The clusters of lifestyle behaviours, uptake of health interventions and adverse health outcomes are likely to differ by socio-economics status (SES). There is a duality in this complex inter-relationship: lifestyle choices could affect future adverse health outcomes, while adverse health outcomes could motivate a behavioural change. Certain behaviours might be also affected by genetic predisposition. The aim of the project is to develop evidence on the synergy of unhealthy behaviours and health and healthcare outcomes in population subgroups. Economic theories of individual health behaviour, such as the Becker-Murphy model of rational addiction and the Grossman model of health investment, could inform our approach to estimation. 

Data from UK Biobank (www.ukbiobank.ac.uk; 500,000 UK residents aged 40-69 years with data on socio-demographic and lifestyle characteristics, biomarkers, disease history and genetics, linked with death and cancer registries and hospital admission data); English Longitudinal Study of Ageing (ELSA, http://www.elsa-project.ac.uk/); and Survey of Health, Ageing and Retirement in Europe (SHARE, http://www.share-project.org/) could be used for this project.

Research Experience, Research Methods and Training

The project will use econometric, epidemiological and statistical/mathematical methods to address some of the following questions:

(1) identify clusters of unhealthy life behaviours, and investigate associations between behaviour pattern, further risk factors (such as disease history) and/or socio-economic status;

(2) assess effects of behavioural clusters on future health outcomes, life expectancy and healthcare costs, taking into account the time-varying relationships between clusters, other risk factors and outcomes;

(3) explore heterogeneity of findings by SES and other characteristics deemed important (eg. gender, previous disease history).

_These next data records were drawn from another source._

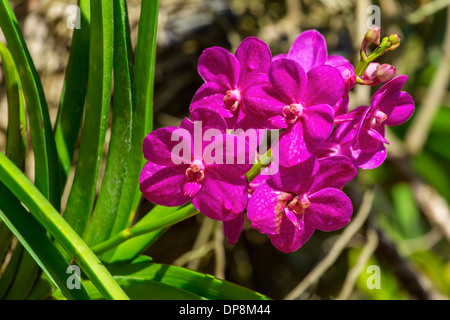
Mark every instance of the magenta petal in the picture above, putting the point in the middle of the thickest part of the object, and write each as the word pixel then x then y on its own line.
pixel 265 209
pixel 164 185
pixel 221 199
pixel 210 119
pixel 233 228
pixel 296 179
pixel 369 139
pixel 325 86
pixel 254 56
pixel 263 99
pixel 388 92
pixel 233 155
pixel 210 95
pixel 219 66
pixel 377 136
pixel 368 160
pixel 159 146
pixel 318 123
pixel 290 239
pixel 309 49
pixel 330 209
pixel 288 78
pixel 334 172
pixel 279 56
pixel 292 217
pixel 192 188
pixel 292 146
pixel 336 61
pixel 402 110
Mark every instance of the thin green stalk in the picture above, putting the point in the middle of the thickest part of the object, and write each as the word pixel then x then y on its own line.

Field Work, Secondments, Industry Placements and Training

Training will be offered as required, eg in advanced statistical, econometrics and epidemiological methods, software, and working with complex datasets. Attendance of seminars, conferences and interactions with other researchers will be encouraged.

Prospective Candidate

Training will be offered as required, eg in advanced statistical, econometrics and epidemiological methods, software, and working with complex datasets. Attendance of seminars, conferences and interactions with other researchers will be encouraged.